Monday, October 27, 2008

Post-Deception Medicine: Reform Picks up Steam

Last week’s announcement by the Wisconsin Medical Society that they are asking their 12,000 physician members to end marketing relationships with drug companies is part of a tidal wave of reform sweeping in a new era of what I call post-deception medicine.

The wording of their new ethics policy is straightforward:

Physicians shall accept no gifts from any provider of products that they prescribe to their patients such as personal items, office supplies, food, travel and time costs, or payment for participation in online CME. A complete ban eases the burdens of compliance, biased decision making, and patient distrust.

In their press release, they elaborated that their policy will follow the guidelines in the influential JAMA article published in 2006 which outlined policies for minimizing financial conflicts of interest in academic medical centers. Subsequently, the American Association of Medical Colleges formally endorsed these proposals, and a slew of medical centers have followed suit.

Steven Bergin, MD, an obstetrician/gynecologist who is the president of the Society, had some powerful things to say about the new policy.

“This policy is strong and clear. It leaves no doubt that the Society’s physicians want to prevent even the impression that a gift–no matter how small–could get in the way of a physician’s decision-making.”

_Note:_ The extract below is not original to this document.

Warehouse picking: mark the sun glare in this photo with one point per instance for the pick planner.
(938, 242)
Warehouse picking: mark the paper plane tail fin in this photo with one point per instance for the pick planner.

As pressure builds in the various medical specialties to implement gift bans, many physicians have resisted, the most common argument being that physicians are too ethical and smart to allow small gifts to influence their decisions, despite a body of research pointing to many examples in which prescribing behavior is, indeed affected by gifts.

This debate will go on and on, and is unresolvable, because there is no conceivable study that could definitively answer this question. Cutting to the chase, Dr. Bergin believes that “individual physicians should take a bright line approach to accepting items from companies that make products or drugs that the physician might end up prescribing or recommending to his or her patients.”

In an interview with the Wall Street Journal Health Blog, Dr. Bergin made this point even more eloquently:

WSJ: What’s the point in banning gifts such as pens, whose value is trivial?
Dr. Bergin: There are certain people who would say a small gift wouldn’t affect someone’s judgment. But then again, maybe it would. And if there is no gift, there can be no question about it.

And that really is the point, isn’t it? Doctors make enough money to afford their own pens, books, and CME. As patients, we can all rest easier knowing that there is no possibility of commercial influence in their decision making.

But what about the specific issue of CME? The short version of the policy explicitly bans “payment for participation in online CME.” I’m not quite sure what they are driving at here, since I haven’t seen any CME providers actually paying physicians to take CME. Perhaps they mean that free CME is in itself of form of payment, and if so, I certainly agree. More clear is their official endorsement of AAMC’s policy, phrased in their press release in this way:

“CME providers should not accept support from health product companies directly. A CME provider may create a fund for medical education that may accept unrestricted donations from health product companies that is then dispersed according to institutional policy; this policy, financial contributors and the amount of their contributions shall be disclosed as public information on an easily accessible Web site.”

While this policy allows industry to indirectly fund CME, it would forbid the vast majority of commercially funded activities, in which companies support a specific course focusing on a topic area in which they sell a product. Instead, they would have to agree to donate educational funds into a pool of money, and the CME director would have sole discretion over how the money is used.

While I would prefer to keep accredited CME completely pure, and allow drug companies to provide product information in the context of promotional events only, I could certainly live with a pooled arrangement. The problem is that I don’t think drug companies will accept it, precisely because it provides a much more effective firewall between educational grants and promotion. While drug companies are enamored with the phrase “unrestricted educational grant” as a way of pretending that CME is not promotional, when grants become genuinely unrestricted, the companies balk. Why? Because they want to make sure that the CME they support will benefit their products.

Advocates of industry-CME, such as the blog Policy and Medicine, scoff at these pooled funding arrangements, calling them “blank checks” and “charity.” To be consistent, they should also point out that the word “unrestricted” when used with “educational grants” is a deception.

Kudos to Wisconsin. Which medical society will be the next to do the right thing? Let's hope it's the AMA.